- Country: Switzerland
- Canton: Neuchâtel
- Capital: Le Locle
- Dissolved: 1 January 2018

Area
- • Total: 137.85 km^{2} (53.22 sq mi)

Population (2017)
- • Total: 14,414
- • Density: 104.56/km^{2} (270.82/sq mi)
- Time zone: UTC+1 (CET)
- • Summer (DST): UTC+2 (CEST)
- Municipalities: 7

= Le Locle District =

Le Locle District was one of the six districts of the canton of Neuchâtel, Switzerland, until the district level was eliminated on 1 January 2018. The district capital was the town of Le Locle. It had a population of 14,414.

==Municipalities==
The district consists of the following municipalities:

| Coat of Arms | Municipality | Population (31 December 2020) | Area km² |
|---|---|---|---|
| Brot-Plamboz | Brot-Plamboz | 290 | 16.03 |
| La Brévine | La Brévine | 624 | 41.82 |
| Les Brenets | Les Brenets | 1,014 | 11.53 |
| Le Cerneux-Péquignot | Le Cerneux-Péquignot | 313 | 15.67 |
| La Chaux-du-Milieu | La Chaux-du-Milieu | 514 | 17.28 |
| Le Locle | Le Locle | 9,864 | 23.14 |
| Les Ponts-de-Martel | Les Ponts-de-Martel | 1,230 | 18.23 |
| Total |  | 14,414 | 143.7 |

==Demographics==
Most of the population (As of 2000) speaks French (13,143 or 90.0%) as their first language, Italian is the second most common (449 or 3.1%) and German is the third (309 or 2.1%). There are 8 people who speak Romansh.

As of 2008, the population was 49.3% male and 50.7% female. The population was made up of 5,456 Swiss men (38.7% of the population) and 1,490 (10.6%) non-Swiss men. There were 5,875 Swiss women (41.7%) and 1,282 (9.1%) non-Swiss women.

Of the population in the district, 5,591 or about 38.3% were born in Locle and lived there in 2000. There were 3,149 or 21.6% who were born in the same canton, while 2,136 or 14.6% were born somewhere else in Switzerland, and 3,037 or 20.8% were born outside of Switzerland.

As of 2000, there were 5,484 people who were single and never married in the district. There were 7,154 married individuals, 1,143 widows or widowers and 822 individuals who are divorced.

There were 2,228 households that consist of only one person and 397 households with five or more people.

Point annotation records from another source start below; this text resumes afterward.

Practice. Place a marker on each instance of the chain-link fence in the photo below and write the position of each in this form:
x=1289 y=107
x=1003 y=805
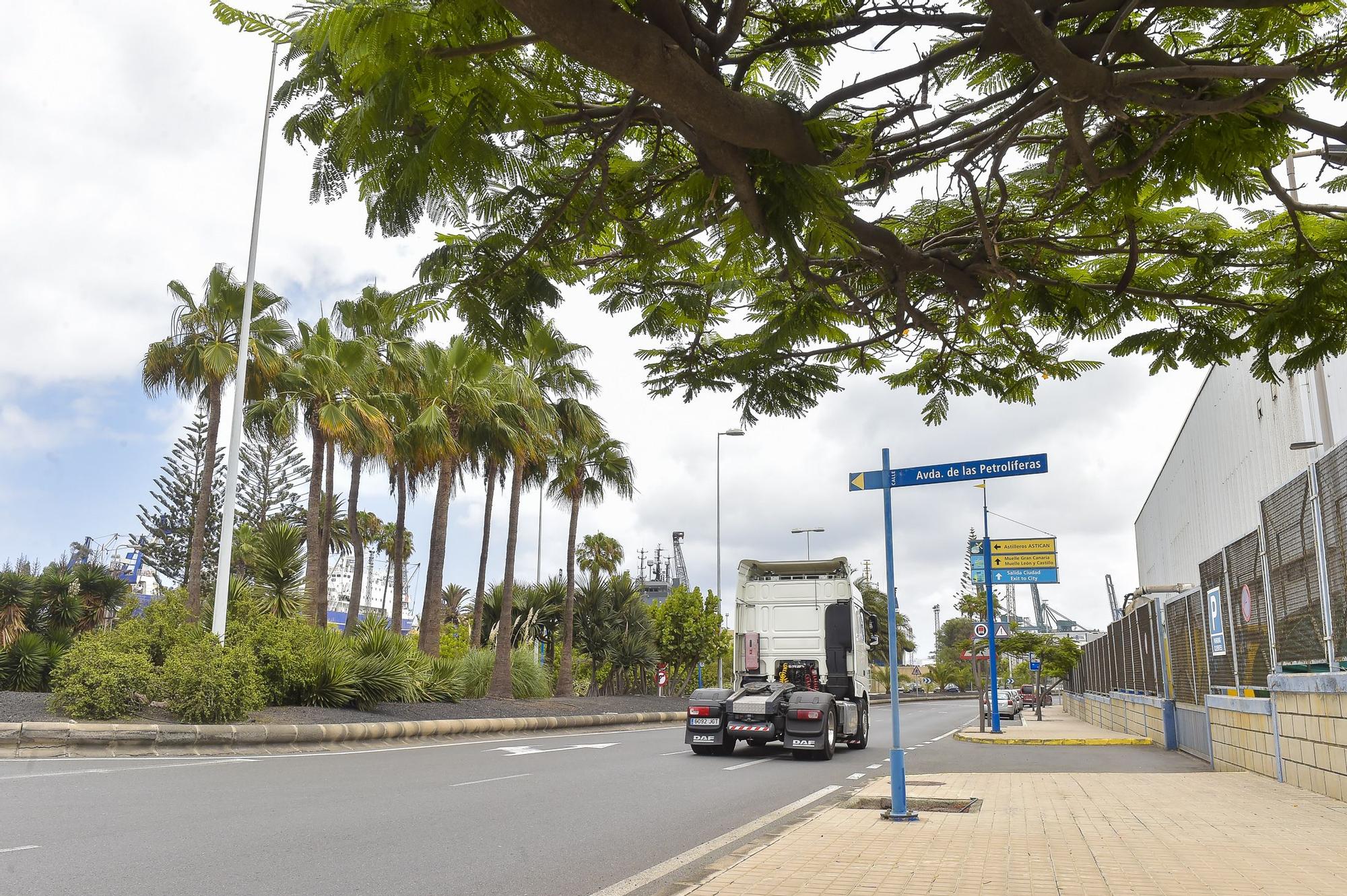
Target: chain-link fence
x=1279 y=595
x=1249 y=611
x=1288 y=517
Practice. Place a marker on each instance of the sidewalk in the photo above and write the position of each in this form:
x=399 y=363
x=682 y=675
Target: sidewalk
x=1182 y=835
x=1057 y=728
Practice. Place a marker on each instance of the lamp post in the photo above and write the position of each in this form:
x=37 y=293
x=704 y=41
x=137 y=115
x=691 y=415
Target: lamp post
x=236 y=419
x=733 y=431
x=797 y=532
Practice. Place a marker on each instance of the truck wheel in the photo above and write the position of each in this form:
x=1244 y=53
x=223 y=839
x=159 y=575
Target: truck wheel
x=863 y=728
x=830 y=735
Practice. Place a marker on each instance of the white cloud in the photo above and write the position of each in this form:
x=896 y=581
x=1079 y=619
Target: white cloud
x=137 y=167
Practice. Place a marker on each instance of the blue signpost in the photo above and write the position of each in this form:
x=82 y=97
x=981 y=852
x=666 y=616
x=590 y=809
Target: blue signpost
x=890 y=479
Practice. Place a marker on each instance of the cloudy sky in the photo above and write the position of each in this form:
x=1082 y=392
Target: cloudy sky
x=130 y=156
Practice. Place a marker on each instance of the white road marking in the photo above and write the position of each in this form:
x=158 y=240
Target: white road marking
x=467 y=742
x=487 y=781
x=752 y=762
x=108 y=771
x=667 y=867
x=529 y=750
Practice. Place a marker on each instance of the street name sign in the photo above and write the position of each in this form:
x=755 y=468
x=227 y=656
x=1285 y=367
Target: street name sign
x=1024 y=547
x=957 y=471
x=1024 y=561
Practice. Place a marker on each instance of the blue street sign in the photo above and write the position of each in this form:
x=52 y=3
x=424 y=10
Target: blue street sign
x=957 y=471
x=1019 y=578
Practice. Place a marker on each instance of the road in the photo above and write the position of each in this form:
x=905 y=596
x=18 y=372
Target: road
x=561 y=815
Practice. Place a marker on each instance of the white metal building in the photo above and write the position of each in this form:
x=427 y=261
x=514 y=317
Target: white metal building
x=1232 y=451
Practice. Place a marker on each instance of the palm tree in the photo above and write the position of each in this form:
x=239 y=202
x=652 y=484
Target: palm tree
x=200 y=357
x=278 y=568
x=323 y=385
x=600 y=555
x=455 y=388
x=387 y=323
x=552 y=364
x=587 y=466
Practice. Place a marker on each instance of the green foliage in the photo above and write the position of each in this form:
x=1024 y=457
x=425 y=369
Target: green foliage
x=529 y=679
x=961 y=221
x=207 y=684
x=99 y=679
x=25 y=662
x=284 y=650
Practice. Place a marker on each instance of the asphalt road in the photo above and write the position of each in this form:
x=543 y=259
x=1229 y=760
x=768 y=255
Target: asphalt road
x=562 y=815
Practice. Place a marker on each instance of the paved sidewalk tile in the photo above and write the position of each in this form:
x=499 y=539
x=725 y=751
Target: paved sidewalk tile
x=1107 y=835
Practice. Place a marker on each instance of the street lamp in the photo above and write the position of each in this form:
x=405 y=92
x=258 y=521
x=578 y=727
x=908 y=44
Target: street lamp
x=733 y=431
x=797 y=532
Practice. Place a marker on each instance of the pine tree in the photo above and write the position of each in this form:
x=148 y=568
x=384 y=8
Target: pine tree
x=168 y=522
x=271 y=481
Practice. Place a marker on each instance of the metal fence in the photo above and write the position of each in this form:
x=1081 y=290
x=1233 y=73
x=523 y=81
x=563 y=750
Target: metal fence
x=1279 y=595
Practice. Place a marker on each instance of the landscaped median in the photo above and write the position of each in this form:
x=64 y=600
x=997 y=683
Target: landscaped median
x=131 y=739
x=1057 y=730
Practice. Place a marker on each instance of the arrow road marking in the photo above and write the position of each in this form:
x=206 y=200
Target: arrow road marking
x=487 y=781
x=530 y=751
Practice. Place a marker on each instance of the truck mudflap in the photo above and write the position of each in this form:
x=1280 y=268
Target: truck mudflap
x=707 y=716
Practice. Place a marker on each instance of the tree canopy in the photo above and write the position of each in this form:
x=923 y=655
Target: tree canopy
x=952 y=195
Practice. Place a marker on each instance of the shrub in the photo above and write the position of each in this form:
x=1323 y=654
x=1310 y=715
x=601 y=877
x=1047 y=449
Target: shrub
x=333 y=681
x=529 y=679
x=455 y=641
x=285 y=654
x=25 y=662
x=208 y=684
x=98 y=679
x=476 y=668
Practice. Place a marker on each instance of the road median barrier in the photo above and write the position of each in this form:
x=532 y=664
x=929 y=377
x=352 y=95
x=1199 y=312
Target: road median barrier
x=149 y=739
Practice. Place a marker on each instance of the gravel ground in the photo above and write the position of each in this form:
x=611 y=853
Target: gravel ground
x=22 y=707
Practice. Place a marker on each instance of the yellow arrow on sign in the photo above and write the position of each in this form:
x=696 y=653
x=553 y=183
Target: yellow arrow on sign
x=1024 y=561
x=1024 y=545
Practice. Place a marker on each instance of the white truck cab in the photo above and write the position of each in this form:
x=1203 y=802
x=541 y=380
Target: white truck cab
x=802 y=672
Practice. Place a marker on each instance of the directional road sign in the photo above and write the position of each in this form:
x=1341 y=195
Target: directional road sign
x=1024 y=561
x=1024 y=545
x=1020 y=578
x=957 y=471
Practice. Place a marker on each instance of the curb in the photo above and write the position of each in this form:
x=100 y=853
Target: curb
x=1053 y=742
x=59 y=739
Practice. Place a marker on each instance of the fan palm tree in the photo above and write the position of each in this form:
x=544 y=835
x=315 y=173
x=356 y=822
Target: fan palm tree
x=387 y=322
x=587 y=466
x=321 y=385
x=455 y=388
x=552 y=364
x=278 y=568
x=600 y=555
x=200 y=357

The historical population is given in the following chart:

==Politics==
In the 2007 federal election the most popular party was the SVP which received 23.35% of the vote. The next three most popular parties were the SP (21.15%), the PdA Party (19.12%) and the LPS Party (17.32%). In the federal election, a total of 4,969 votes were cast, and the voter turnout was 51.8%.

==Religion==
From the 2000 census, 4,491 or 30.8% were Roman Catholic, while 5,275 or 36.1% belonged to the Swiss Reformed Church. Of the rest of the population, there were 66 members of an Orthodox church (or about 0.45% of the population), there were 32 individuals (or about 0.22% of the population) who belonged to the Christian Catholic Church, and there were 1,096 individuals (or about 7.51% of the population) who belonged to another Christian church. There were 351 (or about 2.40% of the population) who were Islamic. There were 32 individuals who were Buddhist, 1 person who was Hindu and 20 individuals who belonged to another church. 3,006 (or about 20.58% of the population) belonged to no church, are agnostic or atheist, and 772 individuals (or about 5.29% of the population) did not answer the question.

==Education==
In Locle about 4,907 or (33.6%) of the population have completed non-mandatory upper secondary education, and 1,364 or (9.3%) have completed additional higher education (either university or a Fachhochschule). Of the 1,364 who completed tertiary schooling, 57.6% were Swiss men, 22.7% were Swiss women, 13.3% were non-Swiss men and 6.4% were non-Swiss women.

In the canton of Neuchâtel most municipalities provide two years of non-mandatory kindergarten, followed by five years of mandatory primary education. The next four years of mandatory secondary education is provided at thirteen larger secondary schools, which many students travel out of their home municipality to attend. During the 2010-11 school year, there were 15.5 kindergarten classes with a total of 277 students in District du Locle. In the same year, there were 45.5 primary classes with a total of 828 students.